Re: [dm-devel] LVM snapshot broke between 4.14 and 4.16

From: Linus Torvalds
Date: Fri Aug 03 2018 - 16:43:07 EST


On Fri, Aug 3, 2018 at 1:08 PM Alasdair G Kergon <agk@xxxxxxxxxx> wrote:
>
> If taking this approach, it might be better to use the current version
> i.e. where we add the kernel-side fix. IOW anything compiling against
> a uapi header taken from a kernel up to now will see the old behaviour,
> but anything newer (after we next increment the kernel dm version) will
> be required to change its userspace code if it has this problem in it.

No, please don't do things like that.

It's a nightmare. It just means that different people randomly have
different behavior depending on what development environment they had,
which is horrible for any situation where you do cross-builds, but
it's also horrible from a testing standpoint.

And it's a *huge* nightmare for stable releases and backporting fixes.
Absolutely *no* user space shjould ever care about kernel versions. If
you want to use a new system call or something, just *use* if, and
then if it fails, fall back to the old one. Never ever check "what's
the kernel version" or anything like that.
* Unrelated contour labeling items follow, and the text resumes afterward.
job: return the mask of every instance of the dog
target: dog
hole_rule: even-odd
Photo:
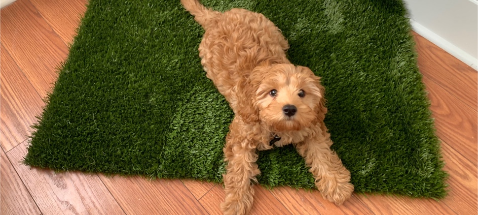
[[[308,68],[287,59],[282,31],[260,13],[234,8],[223,13],[198,0],[181,0],[205,30],[199,47],[206,76],[235,116],[223,152],[224,214],[242,215],[253,202],[260,173],[257,150],[292,144],[310,167],[322,196],[336,205],[350,197],[350,173],[331,150],[324,123],[325,88]]]

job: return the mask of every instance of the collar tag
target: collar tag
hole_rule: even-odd
[[[269,143],[270,144],[269,144],[269,146],[272,146],[272,145],[274,145],[274,144],[276,142],[277,142],[277,141],[278,141],[279,140],[281,140],[281,138],[280,137],[279,137],[277,135],[274,136],[274,138],[272,138],[272,140],[270,140],[270,142],[269,142]]]

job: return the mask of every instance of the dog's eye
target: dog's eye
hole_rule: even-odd
[[[300,90],[300,91],[299,91],[299,94],[298,94],[298,95],[299,95],[299,97],[304,97],[305,96],[305,92],[304,92],[304,91]]]
[[[269,92],[269,94],[270,94],[271,96],[272,96],[272,97],[275,96],[277,94],[277,91],[275,90],[272,90],[272,91],[270,91],[270,92]]]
Instead, what I suggest we do is:

Case 1: if a user program notice that a new kernel breaks something, then

(a) report it to kernel people with a test-case

(b) if you notice that the *reason* a new kernel broke something is
because you had a bug and you can just fix that bug and it will always
work on all kernels, by all means just fix the bug. Obviously you
don't want to just keep buggy code around just because it was found by
a kernel change

(c) but even if (b) happens, do that report. In fact, you now have a
perfect test-case for the kernel people you report it to: you can tell
them *exactly* what changed, and what the two situations were.

(d) and if whoever you reported the kernel breakage to doesn't seem
to take it seriously, just escalate it to me.
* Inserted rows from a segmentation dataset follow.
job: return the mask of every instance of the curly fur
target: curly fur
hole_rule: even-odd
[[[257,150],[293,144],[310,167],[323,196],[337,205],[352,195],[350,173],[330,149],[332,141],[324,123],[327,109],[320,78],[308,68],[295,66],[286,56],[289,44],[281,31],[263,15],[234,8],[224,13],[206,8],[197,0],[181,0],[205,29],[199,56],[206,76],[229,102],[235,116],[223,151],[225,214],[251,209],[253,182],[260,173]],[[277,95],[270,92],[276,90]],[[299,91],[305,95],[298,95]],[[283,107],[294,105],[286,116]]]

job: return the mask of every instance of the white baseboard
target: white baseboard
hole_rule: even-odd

Note that for the (d) case, there are situations where even _I_ won't
necessarily take it seriously. If you're the only user of some
program, I may just go "Oh, you already fixed your own problem, I
don't need to worry". Or if it turns out that the breakage wasn't
"user flow", but some test-suite regression, I will tend to ignore
those. Test suites are by definition for finding _behavior_, but
behavior can change - it's actual _breakage_ I worry about.
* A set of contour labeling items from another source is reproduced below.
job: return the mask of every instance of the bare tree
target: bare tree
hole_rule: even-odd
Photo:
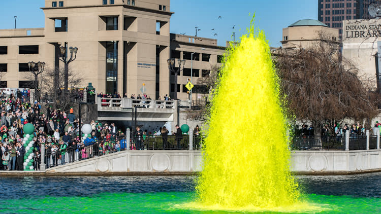
[[[59,78],[56,83],[57,85],[54,85],[54,77],[57,73],[59,74]],[[55,108],[68,110],[71,106],[76,104],[76,102],[79,98],[77,88],[81,86],[80,84],[83,78],[80,73],[69,70],[68,85],[71,90],[68,97],[65,98],[64,93],[64,68],[46,69],[45,72],[40,75],[39,85],[44,101],[46,102],[52,102]],[[30,78],[34,78],[34,76],[31,76]]]
[[[194,121],[206,122],[210,115],[210,100],[212,98],[213,92],[217,88],[219,83],[219,76],[221,69],[216,65],[212,65],[210,72],[207,77],[199,78],[197,81],[198,86],[202,86],[209,89],[209,96],[206,97],[205,101],[197,102],[196,108],[188,110],[187,119]],[[195,106],[194,106],[195,107]]]
[[[326,38],[320,33],[320,41],[309,47],[281,49],[274,54],[286,109],[311,123],[315,134],[325,125],[334,133],[334,125],[344,119],[363,121],[377,114],[377,94],[342,58],[337,43]]]

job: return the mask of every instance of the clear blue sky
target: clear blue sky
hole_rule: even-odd
[[[0,29],[14,27],[14,16],[17,16],[17,28],[44,27],[44,13],[40,9],[44,0],[0,2]],[[282,28],[300,19],[318,19],[318,1],[172,0],[171,10],[175,13],[171,18],[171,32],[195,35],[197,26],[201,29],[198,36],[217,39],[218,45],[223,46],[226,41],[232,40],[233,31],[238,40],[249,24],[249,14],[255,13],[256,25],[265,31],[271,46],[278,47]],[[218,19],[219,16],[222,18]],[[234,25],[234,29],[231,28]],[[215,33],[218,35],[214,37]]]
But also notice how none of that "case 1" has any versioning related
to it. Yes, you'll have old versions of the user program before the
bug was fixed, but they will *not* look at kernel versions, and the
new versions certainly shouldn't either.

Case 2: the kernel side. We get that breakage reported, but it turns
out that different versions of the workflow act differently, and maybe
some versions depend on the new behavior, and some depend on the old
behavior.

And yes, this happens.

We have been in the situation where we get a bug-report for something
we changed three years ago, and by now, all modern user space depends
on the new "fixed" behavior, but some embedded user who hadn't
upgraded a kernel in years is unhappy.

It's happened several times, and if it really is "it's been years",
even I will go "tough luck, I guess you're stuck on your old kernel".
Because we can't fix it.

But in a situation like this, where we really want to encourage new
behavior but we have somebody who reported the breakage in a timely
manner (ie it's fairly recent), _and_ it's a system tool like lvm2
that actually gives us a version number, at that point the *kernel*
might decide "this is an old binary, I will now use some versioning to
fall back on old behavior".

Because for the kernel, the compatibility really is a #1 concern, and
if we have to check version numbers or infer compatibility issues some
other way, we'll do it.

But that "different behavior for different application versions" is
something we generally avoid at all costs. We do have a couple of
cases where we deduce what people want based on behavior. But it is
very very rare, and we generally want to avoid it if there is _any_
other model for it.

So even in case 2, we do try to avoid versioning. More often we add a
new flag, and say "hey, if you want the new behavior, use the new flag
to say so". Not versioning, but explicit "I want the new behavior"

Not all system calls take flags, of course.

Linus